Reno continued to grimace at the picture that was encased in one of those cheap plastic clip frames. The type you find in somewhere like Costa del Sol. The caption "Victory through Struggle" emblazoned underneath. Cloud was leaning against his bloodied sword smouldering into the camera. He looked dishevelled, battle-weary…like he'd just been to Hell and back. _Sephiroth…the One Winged Angel. _Reno glanced either side of Cloud – he was not alone, instead he was flanked by two others. _Vincent Valentine. _Now there was a guy who commanded respect. He used to be leader of the Turks, decades ago. _I gotta hand it to ya Valentine_. An inexplicable sense of unity came over him. Both of them ex-Turks. Both of them having the blood of many still of their hands… Reno cast his mind back to previous jobs that had amounted in substantial bloodshed.

"Sector 7…" sighed Reno nostalgically. "How…sad?"

She had been there too. _Yeah, the brunette chick… _Tifa. _Damn she was hot. _Reno smiled to himself as he passively gave her a thought. He noticed something in the picture and walked closer until he was almost nose-to-nose with Cloud. He noticed the loving, compassionate gaze that was directed from Tifa's wine-drenched eyes to Cloud's cold glare. Cloud gazed obliviously into the camera. _Bastard. _As much as he hated AVALANCHE, it still didn't stop him feeling pity for this brunette…hell any girl, whose affections were obviously wasted on a mental case like Cloud.
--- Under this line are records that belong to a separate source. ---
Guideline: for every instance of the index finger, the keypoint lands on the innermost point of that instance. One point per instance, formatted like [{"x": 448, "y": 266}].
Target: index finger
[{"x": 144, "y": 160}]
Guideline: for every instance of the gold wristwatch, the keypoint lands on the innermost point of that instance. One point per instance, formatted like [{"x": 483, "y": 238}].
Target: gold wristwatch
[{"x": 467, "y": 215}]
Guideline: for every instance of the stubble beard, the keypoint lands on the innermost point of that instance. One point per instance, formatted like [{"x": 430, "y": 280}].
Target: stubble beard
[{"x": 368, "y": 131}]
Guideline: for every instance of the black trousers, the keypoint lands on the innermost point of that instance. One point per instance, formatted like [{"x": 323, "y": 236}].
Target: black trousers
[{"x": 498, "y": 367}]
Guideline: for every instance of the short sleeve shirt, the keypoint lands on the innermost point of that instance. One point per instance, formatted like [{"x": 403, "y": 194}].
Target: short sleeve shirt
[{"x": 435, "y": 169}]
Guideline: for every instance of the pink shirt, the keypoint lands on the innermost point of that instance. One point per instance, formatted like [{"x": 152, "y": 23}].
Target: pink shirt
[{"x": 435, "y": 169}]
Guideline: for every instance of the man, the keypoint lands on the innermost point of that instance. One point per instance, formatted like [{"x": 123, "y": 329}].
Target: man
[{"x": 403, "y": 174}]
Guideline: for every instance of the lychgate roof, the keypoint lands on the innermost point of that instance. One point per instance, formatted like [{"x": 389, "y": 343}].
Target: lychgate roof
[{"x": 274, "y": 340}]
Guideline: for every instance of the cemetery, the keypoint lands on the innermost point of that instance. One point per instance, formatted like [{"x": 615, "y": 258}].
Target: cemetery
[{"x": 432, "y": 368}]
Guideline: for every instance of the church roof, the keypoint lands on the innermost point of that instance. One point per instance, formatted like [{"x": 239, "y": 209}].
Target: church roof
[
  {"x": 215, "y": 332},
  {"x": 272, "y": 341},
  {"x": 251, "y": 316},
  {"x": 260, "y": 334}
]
"Bang," he whispered, as he mimicked a revolver with his hands.

Reno blew the smoke away from the mimicked revolver, and then resolved to take a leak. Paying the barman on the way out, he staggered on to the streets of Junon. For once, he was mentally aware enough to equip and arm his EMR and take the safety catch off his .45. Junon was a rough place and sense of foreboding enveloped him – a feeling of danger swept over him. _Psychos all over the place_... Ever since Shinra and the Turks had disbanded, he was at risk from being accosted by AVALANCHE disciples as they liked to be called. It was nothing he couldn't handle but still, he kept a firm grip on his EMR. He didn't know when he would have to use it or whom he would have to use it against. However, Reno blended easily into the shadows with his dark blue suit, only his eyes betrayed his invisibility amongst the darkness with their ethereal glow. Turning down a side ally, he leaned up against a graffiti-smeared wall and placed a cigarette in his mouth. Recently, he had begun to feel weakened as if some strange omnipresent force was following him, quelling his reflexes, slowing him down. He laughed.

"Its nothing," he lied, conversing with the air around him.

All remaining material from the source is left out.